[英]Pandas dataframe - Sum a column wrt to values in another column
I have a data that looks like this :- 我有一个看起来像这样的数据:
data = {"doc1" : {'a': 2 , 'b': 1,'c':3}, "doc2" : {'a': 1 , 'b': 1,'c':3}, "doc3" : {'a': 1 , 'b': 1,'c':3}}
I convert it into a dataframe :- 我将其转换为数据框:-
df = pd.DataFrame.from_dict(data,orient='index')

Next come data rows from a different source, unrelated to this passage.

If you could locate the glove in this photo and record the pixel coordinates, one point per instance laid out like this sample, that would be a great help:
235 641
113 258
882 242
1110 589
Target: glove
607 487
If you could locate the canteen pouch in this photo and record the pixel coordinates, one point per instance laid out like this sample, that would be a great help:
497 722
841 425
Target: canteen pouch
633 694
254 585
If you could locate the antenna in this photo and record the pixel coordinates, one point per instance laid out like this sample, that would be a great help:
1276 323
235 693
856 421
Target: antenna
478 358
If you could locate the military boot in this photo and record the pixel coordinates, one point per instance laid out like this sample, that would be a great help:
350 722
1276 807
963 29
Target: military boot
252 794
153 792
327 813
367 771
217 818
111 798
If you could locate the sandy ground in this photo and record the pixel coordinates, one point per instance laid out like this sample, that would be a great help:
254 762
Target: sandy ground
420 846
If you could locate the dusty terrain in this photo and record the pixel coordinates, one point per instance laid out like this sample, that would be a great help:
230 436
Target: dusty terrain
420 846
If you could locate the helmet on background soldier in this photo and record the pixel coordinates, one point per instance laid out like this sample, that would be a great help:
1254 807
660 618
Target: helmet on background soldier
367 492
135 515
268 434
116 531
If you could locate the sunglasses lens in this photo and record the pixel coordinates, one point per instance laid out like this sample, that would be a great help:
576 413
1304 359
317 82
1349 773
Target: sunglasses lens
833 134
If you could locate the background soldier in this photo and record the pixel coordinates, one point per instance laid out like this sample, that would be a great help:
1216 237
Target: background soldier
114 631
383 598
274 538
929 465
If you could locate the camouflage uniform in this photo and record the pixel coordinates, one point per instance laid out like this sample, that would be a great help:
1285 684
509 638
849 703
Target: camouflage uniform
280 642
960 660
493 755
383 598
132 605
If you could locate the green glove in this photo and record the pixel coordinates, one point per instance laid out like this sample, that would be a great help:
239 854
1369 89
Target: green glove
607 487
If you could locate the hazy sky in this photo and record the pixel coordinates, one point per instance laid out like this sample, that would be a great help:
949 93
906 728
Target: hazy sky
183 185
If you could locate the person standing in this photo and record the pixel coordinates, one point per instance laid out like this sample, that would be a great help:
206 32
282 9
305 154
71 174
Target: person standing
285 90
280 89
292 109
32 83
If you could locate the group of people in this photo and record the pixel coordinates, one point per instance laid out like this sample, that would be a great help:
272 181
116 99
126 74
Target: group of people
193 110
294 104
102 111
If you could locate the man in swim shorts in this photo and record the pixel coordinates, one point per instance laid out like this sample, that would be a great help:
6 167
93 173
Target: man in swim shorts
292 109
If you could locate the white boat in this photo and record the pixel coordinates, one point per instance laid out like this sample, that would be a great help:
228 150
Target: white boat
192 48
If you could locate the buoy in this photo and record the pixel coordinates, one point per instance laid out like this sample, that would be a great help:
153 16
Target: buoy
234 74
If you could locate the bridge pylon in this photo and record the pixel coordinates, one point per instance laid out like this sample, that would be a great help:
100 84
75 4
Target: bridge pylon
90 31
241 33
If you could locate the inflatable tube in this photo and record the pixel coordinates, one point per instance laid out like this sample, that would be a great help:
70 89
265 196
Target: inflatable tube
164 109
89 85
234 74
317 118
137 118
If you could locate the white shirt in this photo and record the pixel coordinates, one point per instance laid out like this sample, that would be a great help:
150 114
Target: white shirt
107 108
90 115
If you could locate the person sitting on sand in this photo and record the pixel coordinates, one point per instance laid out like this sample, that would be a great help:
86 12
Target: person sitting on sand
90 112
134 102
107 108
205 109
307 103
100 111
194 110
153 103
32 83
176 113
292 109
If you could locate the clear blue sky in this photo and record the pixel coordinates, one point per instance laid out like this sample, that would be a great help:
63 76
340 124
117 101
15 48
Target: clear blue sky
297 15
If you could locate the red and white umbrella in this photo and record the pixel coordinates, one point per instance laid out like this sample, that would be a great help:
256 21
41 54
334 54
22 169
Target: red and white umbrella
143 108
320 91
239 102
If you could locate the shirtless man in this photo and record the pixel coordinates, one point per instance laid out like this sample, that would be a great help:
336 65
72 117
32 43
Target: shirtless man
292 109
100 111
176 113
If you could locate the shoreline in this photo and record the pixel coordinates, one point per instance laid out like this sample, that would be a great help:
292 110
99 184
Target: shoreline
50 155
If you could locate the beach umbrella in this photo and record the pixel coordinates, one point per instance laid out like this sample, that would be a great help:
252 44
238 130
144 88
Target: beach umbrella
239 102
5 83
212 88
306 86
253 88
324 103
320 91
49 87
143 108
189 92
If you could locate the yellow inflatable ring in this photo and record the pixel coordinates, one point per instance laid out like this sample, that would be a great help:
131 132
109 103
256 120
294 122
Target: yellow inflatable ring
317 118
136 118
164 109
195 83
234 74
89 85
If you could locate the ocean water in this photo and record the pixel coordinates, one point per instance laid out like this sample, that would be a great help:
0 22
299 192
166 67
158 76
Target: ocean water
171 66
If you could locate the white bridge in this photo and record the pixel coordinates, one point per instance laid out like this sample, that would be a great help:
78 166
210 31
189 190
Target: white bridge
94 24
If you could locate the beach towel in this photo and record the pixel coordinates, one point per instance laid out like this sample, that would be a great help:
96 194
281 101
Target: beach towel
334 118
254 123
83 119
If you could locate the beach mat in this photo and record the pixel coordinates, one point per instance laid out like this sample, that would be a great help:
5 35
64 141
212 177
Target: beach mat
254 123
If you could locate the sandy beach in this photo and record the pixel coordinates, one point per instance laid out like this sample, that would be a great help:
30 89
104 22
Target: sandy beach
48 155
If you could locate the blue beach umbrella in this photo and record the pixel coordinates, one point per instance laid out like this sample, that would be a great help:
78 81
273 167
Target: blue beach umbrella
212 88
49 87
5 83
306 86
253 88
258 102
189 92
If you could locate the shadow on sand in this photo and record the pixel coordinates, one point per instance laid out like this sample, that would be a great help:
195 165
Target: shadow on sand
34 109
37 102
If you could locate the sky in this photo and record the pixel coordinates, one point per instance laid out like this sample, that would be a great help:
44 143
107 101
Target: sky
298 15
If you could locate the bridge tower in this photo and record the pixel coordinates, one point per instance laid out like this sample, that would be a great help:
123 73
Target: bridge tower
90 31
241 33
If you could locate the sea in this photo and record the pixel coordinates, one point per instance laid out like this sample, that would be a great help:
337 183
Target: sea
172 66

Dataframe looks like this :- 数据框看起来像这样:-
acb doc1 2 3 1 doc2 1 3 1 doc3 1 3 1
Now I want to sum all the values in column b where column a values is 1. 现在,我想对b列中的所有值求和,其中a列的值为1。
So the value I want will be 2. 所以我想要的值是2。
Is there an easy way to do this rather than iterating through both the columns ? 有没有简单的方法可以做到这一点,而不是遍历这两列? I checked other posts and found this :-
我检查了其他帖子,发现了这一点 :
This makes use of .loc function. 这利用了.loc函数。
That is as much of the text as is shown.